Джемма в переднике и с засученными рукавами раскладывала на столе маленькие свертки с патронами. Она занималась этим с самого утра, и теперь, в лучах ослепительного полдня, было видно, как осунулось ее лицо.

– Кто там, Чезаре? Что ему нужно?

– Я не знаю, дорогая. Он мне ничего не сказал. Просил только передать, что ему хотелось бы переговорить с вами наедине.

– Хорошо. – Она сняла передник и спустила рукава. – Нечего делать, надо выйти к нему. Наверно, это просто сыщик.

– Я буду в соседней комнате. В случае чего, кликните меня. А когда отделаетесь от него, прилягте и отдохните немного. Вы целый день провели на ногах.

– Нет, нет! Я лучше буду работать.

Джемма медленно спустилась по лестнице. Мартини молча шел следом за ней.

За эти дни Джемма состарилась на десять лет. Едва заметная раньше седина теперь выступала у нее широкой прядью. Она почти не поднимала глаз, но если Мартини удавалось случайно поймать ее взгляд, он содрогался от ужаса.

В маленькой гостиной стоял навытяжку незнакомый человек.
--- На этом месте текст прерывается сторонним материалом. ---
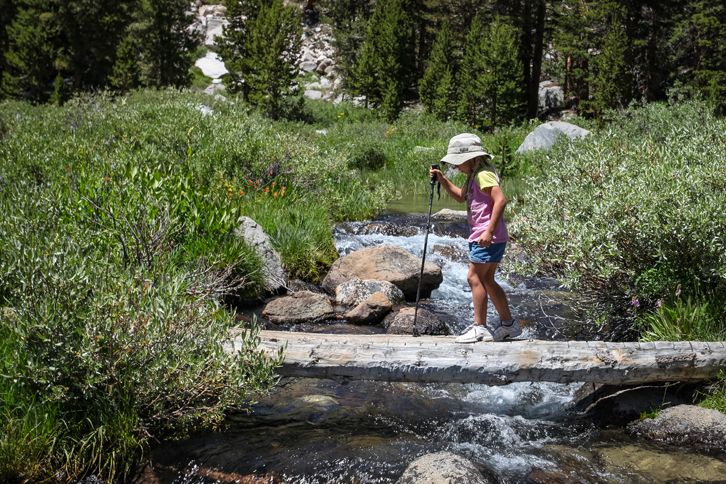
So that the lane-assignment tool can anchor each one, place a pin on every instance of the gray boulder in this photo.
(426, 322)
(355, 291)
(308, 66)
(685, 425)
(215, 28)
(275, 277)
(551, 96)
(385, 263)
(442, 468)
(448, 215)
(545, 135)
(301, 307)
(370, 311)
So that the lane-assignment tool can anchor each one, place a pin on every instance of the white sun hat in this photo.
(463, 147)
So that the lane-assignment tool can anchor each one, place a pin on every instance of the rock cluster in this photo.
(385, 263)
(317, 56)
(274, 275)
(442, 468)
(209, 22)
(545, 135)
(369, 285)
(685, 425)
(551, 97)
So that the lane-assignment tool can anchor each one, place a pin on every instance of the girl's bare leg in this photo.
(485, 274)
(478, 294)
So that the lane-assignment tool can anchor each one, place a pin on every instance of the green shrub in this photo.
(686, 319)
(369, 157)
(636, 210)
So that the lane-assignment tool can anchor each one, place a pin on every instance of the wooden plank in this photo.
(439, 359)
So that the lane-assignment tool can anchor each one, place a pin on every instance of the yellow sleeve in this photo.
(486, 179)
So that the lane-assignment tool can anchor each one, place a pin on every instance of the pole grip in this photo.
(434, 166)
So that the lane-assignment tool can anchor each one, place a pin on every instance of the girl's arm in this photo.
(500, 201)
(452, 189)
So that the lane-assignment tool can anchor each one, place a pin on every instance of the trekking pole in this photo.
(423, 256)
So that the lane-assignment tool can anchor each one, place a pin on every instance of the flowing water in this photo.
(320, 431)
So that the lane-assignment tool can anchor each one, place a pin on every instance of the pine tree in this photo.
(126, 73)
(699, 50)
(165, 46)
(7, 7)
(386, 66)
(33, 57)
(437, 88)
(490, 80)
(349, 19)
(610, 77)
(263, 58)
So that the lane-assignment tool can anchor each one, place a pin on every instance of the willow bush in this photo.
(117, 246)
(636, 212)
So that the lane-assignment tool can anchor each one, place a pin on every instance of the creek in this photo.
(325, 431)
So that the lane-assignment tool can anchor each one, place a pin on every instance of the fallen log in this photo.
(440, 359)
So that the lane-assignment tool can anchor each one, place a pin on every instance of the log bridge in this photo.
(385, 357)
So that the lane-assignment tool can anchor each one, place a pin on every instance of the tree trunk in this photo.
(533, 91)
(385, 357)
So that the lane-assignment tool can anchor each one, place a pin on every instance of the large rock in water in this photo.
(426, 322)
(385, 263)
(275, 277)
(355, 291)
(301, 307)
(685, 425)
(442, 468)
(545, 135)
(370, 311)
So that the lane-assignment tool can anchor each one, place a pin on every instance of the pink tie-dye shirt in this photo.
(479, 207)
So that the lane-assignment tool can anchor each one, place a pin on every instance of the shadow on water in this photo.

Взглянув на его неуклюжую фигуру и испуганные глаза, Джемма догадалась, что это солдат швейцарской гвардии[105]. На нем была крестьянская блуза, очевидно, с чужого плеча. Он озирался по сторонам, словно боясь, что его вот-вот накроют.

– Вы говорите по-немецки? – спросил он.

– Немного. Мне передали, что вы хотите видеть меня.

– Вы синьора Болла? Я принес вам письмо.

– Письмо? – Джемма вздрогнула и оперлась рукой о стол.

– Я из стражи, вон оттуда. – Солдат показал в окно на холм, где виднелась крепость. – Письмо это от казненного на прошлой неделе. Он написал его в последнюю ночь перед расстрелом. Я обещал ему передать письмо вам в руки.

Она склонила голову. Все-таки написал…

– Потому-то я так долго и не приносил, – продолжал солдат. – Он просил передать вам лично. А я не мог раньше выбраться – за мной следили. Пришлось переодеться.

Солдат пошарил за пазухой. Стояла жаркая погода, и сложенный листок бумаги, который он вытащил, был не только грязен и смят, но и весь промок от пота. Солдат неловко переступил с ноги на ногу. Потом почесал в затылке.

– Вы никому не расскажете? – робко проговорил он, окинув ее недоверчивым взглядом. – Я пришел сюда, рискуя жизнью.

– Конечно, нет! Подождите минутку…

Солдат уже повернулся к двери, но Джемма, остановив его, протянула руку к кошельку. Оскорбленный, он попятился назад и сказал грубовато:

– Не нужно мне ваших денег. Я сделал это ради него – он просил меня. Ради него я пошел бы и на большее. Он был очень добрый человек…

Джемма уловила легкую дрожь в его голосе и подняла глаза. Солдат вытирал слезы грязным рукавом.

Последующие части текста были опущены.